From this email, to view the search results, click the Email search result link.
The email search result record is displayed. On this record, you can verify and review the following data.
- In the Raw data field, the email count for the number of emails that matched the search criteria {"count":1}, and the mailbox addresses where the emails were found are displayed ["JuanCustomer@nowsecopslab.onmicrosoft.com"].
- In the Recipients column, the recipient is (JuanCustomer@nowsecopslab.onmicrosoft.com).
- In the Sender column, the source of the email is displayed.
- In the Email date received column, the date and time the email was received is displayed to help you track phishing campaign time lines.
- In the Email read status column, the email in this example has not been read (false).
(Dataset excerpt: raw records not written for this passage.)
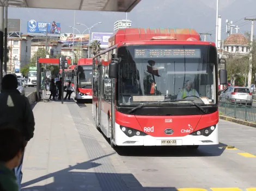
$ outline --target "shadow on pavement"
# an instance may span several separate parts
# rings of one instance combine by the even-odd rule
[[[94,172],[79,172],[91,168],[99,167],[102,164],[94,162],[101,158],[114,153],[99,157],[68,168],[42,176],[22,183],[23,191],[129,191],[147,190],[164,189],[164,190],[178,190],[174,187],[143,187],[131,174],[117,174]],[[26,169],[26,168],[25,168]],[[51,178],[53,181],[44,184],[39,182]],[[48,181],[47,181],[48,182]],[[38,186],[33,186],[34,184]],[[39,186],[42,185],[42,186]],[[25,188],[26,187],[26,188]]]

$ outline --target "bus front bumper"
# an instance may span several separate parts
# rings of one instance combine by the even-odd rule
[[[209,136],[188,135],[184,137],[153,137],[150,135],[127,136],[115,123],[114,143],[118,146],[182,146],[208,145],[219,144],[218,123]]]

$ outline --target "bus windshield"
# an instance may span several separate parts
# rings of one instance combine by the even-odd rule
[[[192,100],[216,103],[216,50],[205,45],[148,45],[119,48],[120,105]],[[188,100],[189,103],[189,100]]]
[[[91,89],[93,79],[92,66],[83,66],[83,73],[80,73],[78,78],[78,87]]]
[[[36,77],[36,72],[29,72],[28,77]]]

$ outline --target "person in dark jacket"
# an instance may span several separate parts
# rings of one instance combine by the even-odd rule
[[[51,94],[50,95],[49,100],[51,100],[52,96],[52,99],[55,100],[55,93],[56,92],[56,86],[55,86],[54,79],[53,78],[52,79],[51,84],[50,84],[50,91],[51,91]]]
[[[56,86],[59,89],[59,97],[58,99],[59,100],[62,99],[62,78],[59,79],[59,81],[56,81]]]
[[[0,129],[7,126],[21,131],[26,143],[34,136],[35,120],[27,98],[17,90],[18,81],[12,74],[5,75],[2,80],[2,91],[0,93]],[[22,173],[23,156],[20,165],[14,169],[20,187]]]
[[[0,190],[19,190],[13,169],[19,165],[25,148],[20,131],[9,126],[0,129]]]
If an email has been read, true is displayed.
- In the Was deleted column, the email in this example has not been deleted. If an email has been deleted, true is displayed.
Alternatively, to view the search results from the security incident, follow these steps.
1. Navigate to Security Incident > Incidents and open the security incident that you are working with.
  At the top of the record, when the search is successfully completed, the Email Search - Completed security tag replaces the Email Search - Initiated security tag.
  
  Work notes are displayed that the search is successfully completed and that one matching email was found.
2. Scroll to the bottom of the Security Incident record and click the Email Search related list.
  
  If the Email Search related list is not displayed, click theShow All Related Lists related link to display this related list.
3. With the Email Search related list selected, in the Email search column, click the name of your search.
4. In the Email Search record, click the Email Search Results related list.
5. In the Search date column, click the date of your search to display the data.
  The email search result record is displayed.
After an email search is successfully completed, evaluate the results. If you determine that emails require remediation, you are now ready to delete emails, or request delete approval.